README.md · Salesforce/discord

metadata

license: apache-2.0
language:
  - en
tags:
  - question_generation
  - qg
  - qgen
widget:
  - text: >-
      The International Monetary Fund warned on Tuesday that colliding pressures
      from inflation, war-driven energy and food crises and sharply higher
      interest rates were pushing the world to the brink of recession and
      threatening financial market stability.
    example_title: Example 1

Model card for the Question Generation component of the Discord Questions paper (EMNLP 2022 - Findings). The model is a finetuned BART-large, and can be used with the following command:

from transformers import AutoTokenizer, AutoModelForSeq2SeqLM

dqg_tokenizer = AutoTokenizer.from_pretrained("Salesforce/discord_qg")
discord_qg = AutoModelForSeq2SeqLM.from_pretrained("Salesforce/discord_qg")

paragraph = "The International Monetary Fund warned on Tuesday that colliding pressures from inflation, war-driven energy and food crises and sharply higher interest rates were pushing the world to the brink of recession and threatening financial market stability."

encoder_ids = dqg_tokenizer.batch_encode_plus([paragraph], add_special_tokens=True, return_tensors="pt")
model_output = discord_qg.generate(**encoder_ids)

generated_texts = dqg_tokenizer.batch_decode(model_output, skip_special_tokens=True)
print(generated_texts) #  ['When was the last time the IMF warned of a global recession?']

The model has a tendency to generate "When " questions. If you would rather generate other questions you can do the following:

from transformers import AutoTokenizer, AutoModelForSeq2SeqLM

qg_tokenizer = AutoTokenizer.from_pretrained("Salesforce/discord_qg")
qg_model = AutoModelForSeq2SeqLM.from_pretrained("Salesforce/discord_qg")

paragraph = "The International Monetary Fund warned on Tuesday that colliding pressures from inflation, war-driven energy and food crises and sharply higher interest rates were pushing the world to the brink of recession and threatening financial market stability."

for start_word in ["How", "Why"]:
    encoder_ids = qg_tokenizer.batch_encode_plus([paragraph], add_special_tokens=True, padding=True, truncation=True, return_tensors="pt")
    decoder_input_ids = qg_tokenizer.batch_encode_plus([start_word], add_special_tokens=True, return_tensors="pt")["input_ids"][:, :-1]
    model_output = qg_model.generate(**encoder_ids, decoder_input_ids=decoder_input_ids, max_length=20)
    generated_questions = qg_tokenizer.batch_decode(model_output, skip_special_tokens=True)
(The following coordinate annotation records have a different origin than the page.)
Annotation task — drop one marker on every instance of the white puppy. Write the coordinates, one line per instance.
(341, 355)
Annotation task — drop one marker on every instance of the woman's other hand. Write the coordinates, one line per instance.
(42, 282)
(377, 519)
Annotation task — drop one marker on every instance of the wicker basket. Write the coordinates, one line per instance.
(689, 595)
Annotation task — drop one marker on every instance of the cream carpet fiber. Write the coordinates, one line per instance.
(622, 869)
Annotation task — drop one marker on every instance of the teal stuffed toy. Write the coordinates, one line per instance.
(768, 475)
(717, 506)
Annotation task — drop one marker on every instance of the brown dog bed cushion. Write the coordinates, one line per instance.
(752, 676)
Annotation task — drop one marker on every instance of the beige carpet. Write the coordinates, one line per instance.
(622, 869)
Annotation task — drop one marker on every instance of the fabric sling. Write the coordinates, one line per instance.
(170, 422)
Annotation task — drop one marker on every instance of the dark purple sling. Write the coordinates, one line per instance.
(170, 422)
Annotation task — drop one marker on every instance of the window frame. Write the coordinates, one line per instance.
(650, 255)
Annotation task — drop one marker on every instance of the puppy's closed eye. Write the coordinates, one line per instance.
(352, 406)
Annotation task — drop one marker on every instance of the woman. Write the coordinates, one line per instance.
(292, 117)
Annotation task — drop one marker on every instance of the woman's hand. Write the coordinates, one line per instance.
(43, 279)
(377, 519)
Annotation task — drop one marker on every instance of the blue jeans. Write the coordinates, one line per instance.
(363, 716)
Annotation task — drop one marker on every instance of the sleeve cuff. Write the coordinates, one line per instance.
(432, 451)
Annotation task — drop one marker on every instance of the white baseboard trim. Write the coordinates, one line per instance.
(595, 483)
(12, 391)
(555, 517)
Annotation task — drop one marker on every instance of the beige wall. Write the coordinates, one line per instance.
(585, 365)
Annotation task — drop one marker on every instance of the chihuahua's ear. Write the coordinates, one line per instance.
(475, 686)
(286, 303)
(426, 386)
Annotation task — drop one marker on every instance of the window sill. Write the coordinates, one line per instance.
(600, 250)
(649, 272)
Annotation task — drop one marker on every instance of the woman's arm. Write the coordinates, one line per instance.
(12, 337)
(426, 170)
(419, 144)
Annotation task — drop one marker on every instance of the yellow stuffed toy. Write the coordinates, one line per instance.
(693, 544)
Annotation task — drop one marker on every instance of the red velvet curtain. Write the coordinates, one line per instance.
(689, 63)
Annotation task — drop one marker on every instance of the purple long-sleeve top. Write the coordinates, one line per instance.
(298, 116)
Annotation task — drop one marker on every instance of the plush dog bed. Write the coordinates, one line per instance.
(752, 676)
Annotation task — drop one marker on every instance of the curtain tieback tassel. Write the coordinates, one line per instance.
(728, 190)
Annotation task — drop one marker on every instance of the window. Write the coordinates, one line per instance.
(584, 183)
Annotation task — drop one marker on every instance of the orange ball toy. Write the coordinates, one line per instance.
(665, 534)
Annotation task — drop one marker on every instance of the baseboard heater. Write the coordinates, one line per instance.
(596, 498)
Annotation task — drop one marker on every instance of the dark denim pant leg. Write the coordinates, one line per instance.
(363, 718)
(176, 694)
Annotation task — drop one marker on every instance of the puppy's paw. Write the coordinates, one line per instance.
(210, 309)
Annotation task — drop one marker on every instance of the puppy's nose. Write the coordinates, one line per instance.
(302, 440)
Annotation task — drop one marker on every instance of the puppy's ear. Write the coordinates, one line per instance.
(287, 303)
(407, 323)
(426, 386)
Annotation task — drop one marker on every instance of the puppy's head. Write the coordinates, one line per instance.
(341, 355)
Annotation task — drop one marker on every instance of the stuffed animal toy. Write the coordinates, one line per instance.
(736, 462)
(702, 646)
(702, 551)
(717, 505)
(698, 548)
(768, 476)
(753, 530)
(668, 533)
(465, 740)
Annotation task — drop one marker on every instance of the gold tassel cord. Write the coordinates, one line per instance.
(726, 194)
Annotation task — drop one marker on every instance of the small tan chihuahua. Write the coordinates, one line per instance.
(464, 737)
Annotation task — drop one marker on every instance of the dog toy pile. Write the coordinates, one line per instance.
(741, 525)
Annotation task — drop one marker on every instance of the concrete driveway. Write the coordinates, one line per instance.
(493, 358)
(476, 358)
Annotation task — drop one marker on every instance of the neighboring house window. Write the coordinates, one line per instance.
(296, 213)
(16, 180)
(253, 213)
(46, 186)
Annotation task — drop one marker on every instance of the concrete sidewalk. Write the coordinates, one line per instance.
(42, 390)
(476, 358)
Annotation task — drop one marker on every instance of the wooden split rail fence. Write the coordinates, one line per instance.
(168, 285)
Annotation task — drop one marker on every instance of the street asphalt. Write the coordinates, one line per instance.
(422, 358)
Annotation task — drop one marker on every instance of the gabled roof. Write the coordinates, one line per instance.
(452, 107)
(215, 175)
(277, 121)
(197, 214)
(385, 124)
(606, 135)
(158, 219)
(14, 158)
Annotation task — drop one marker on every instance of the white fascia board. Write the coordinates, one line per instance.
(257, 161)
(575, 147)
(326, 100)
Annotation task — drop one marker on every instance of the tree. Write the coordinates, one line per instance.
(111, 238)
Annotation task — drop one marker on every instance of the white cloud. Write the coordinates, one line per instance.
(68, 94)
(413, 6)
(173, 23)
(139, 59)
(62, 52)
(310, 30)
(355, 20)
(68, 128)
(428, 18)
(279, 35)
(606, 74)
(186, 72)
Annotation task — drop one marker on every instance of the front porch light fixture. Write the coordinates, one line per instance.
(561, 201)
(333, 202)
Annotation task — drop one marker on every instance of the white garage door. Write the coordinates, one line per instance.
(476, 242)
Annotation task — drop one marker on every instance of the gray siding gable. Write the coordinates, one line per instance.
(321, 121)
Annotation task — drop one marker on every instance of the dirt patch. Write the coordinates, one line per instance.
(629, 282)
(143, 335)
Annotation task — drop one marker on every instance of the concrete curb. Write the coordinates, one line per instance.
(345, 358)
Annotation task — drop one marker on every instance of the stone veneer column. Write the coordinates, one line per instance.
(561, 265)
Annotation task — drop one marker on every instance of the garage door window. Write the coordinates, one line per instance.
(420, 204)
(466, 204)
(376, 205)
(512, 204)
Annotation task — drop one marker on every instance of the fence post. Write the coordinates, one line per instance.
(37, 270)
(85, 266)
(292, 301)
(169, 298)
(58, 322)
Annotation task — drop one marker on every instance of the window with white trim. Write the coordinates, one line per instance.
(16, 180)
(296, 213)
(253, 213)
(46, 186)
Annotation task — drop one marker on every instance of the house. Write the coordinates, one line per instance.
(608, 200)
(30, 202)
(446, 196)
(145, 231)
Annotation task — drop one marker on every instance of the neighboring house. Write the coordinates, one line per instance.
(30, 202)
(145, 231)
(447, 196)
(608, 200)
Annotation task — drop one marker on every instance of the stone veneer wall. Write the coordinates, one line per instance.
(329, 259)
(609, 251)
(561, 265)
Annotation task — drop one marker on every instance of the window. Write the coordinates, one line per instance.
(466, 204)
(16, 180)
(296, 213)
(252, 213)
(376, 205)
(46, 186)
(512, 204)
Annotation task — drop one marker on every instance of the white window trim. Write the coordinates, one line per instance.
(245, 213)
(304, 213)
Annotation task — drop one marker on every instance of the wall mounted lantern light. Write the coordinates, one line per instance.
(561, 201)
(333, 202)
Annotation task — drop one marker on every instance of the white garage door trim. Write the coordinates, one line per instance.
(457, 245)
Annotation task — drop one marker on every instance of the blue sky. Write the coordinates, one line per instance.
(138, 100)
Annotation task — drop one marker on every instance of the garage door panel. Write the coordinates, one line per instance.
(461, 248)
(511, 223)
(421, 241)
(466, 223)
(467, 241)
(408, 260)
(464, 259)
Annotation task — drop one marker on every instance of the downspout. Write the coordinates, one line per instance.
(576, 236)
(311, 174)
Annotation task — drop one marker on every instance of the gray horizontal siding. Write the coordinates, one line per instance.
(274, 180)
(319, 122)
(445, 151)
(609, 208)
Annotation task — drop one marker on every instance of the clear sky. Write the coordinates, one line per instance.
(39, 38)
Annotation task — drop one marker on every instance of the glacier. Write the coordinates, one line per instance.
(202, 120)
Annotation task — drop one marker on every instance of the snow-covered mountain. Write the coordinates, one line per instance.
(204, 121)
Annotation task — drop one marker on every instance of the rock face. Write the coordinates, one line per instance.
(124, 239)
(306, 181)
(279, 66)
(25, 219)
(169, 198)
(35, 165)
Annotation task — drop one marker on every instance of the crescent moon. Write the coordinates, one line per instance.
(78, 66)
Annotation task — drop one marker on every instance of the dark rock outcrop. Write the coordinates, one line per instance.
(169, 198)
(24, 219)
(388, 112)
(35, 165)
    print(generated_questions)

Prints:

['How will the global economy be affected?']
['Why was the IMF warning?']

Ethical Considerations

This release is for research purposes only in support of an academic paper. Our models, datasets, and code are not specifically designed or evaluated for all downstream purposes. We strongly recommend users evaluate and address potential concerns related to accuracy, safety, and fairness before deploying this model. We encourage users to consider the common limitations of AI, comply with applicable laws, and leverage best practices when selecting use cases, particularly for high-risk scenarios where errors or misuse could significantly impact people’s lives, rights, or safety. For further guidance on use cases, refer to our AUP and AI AUP.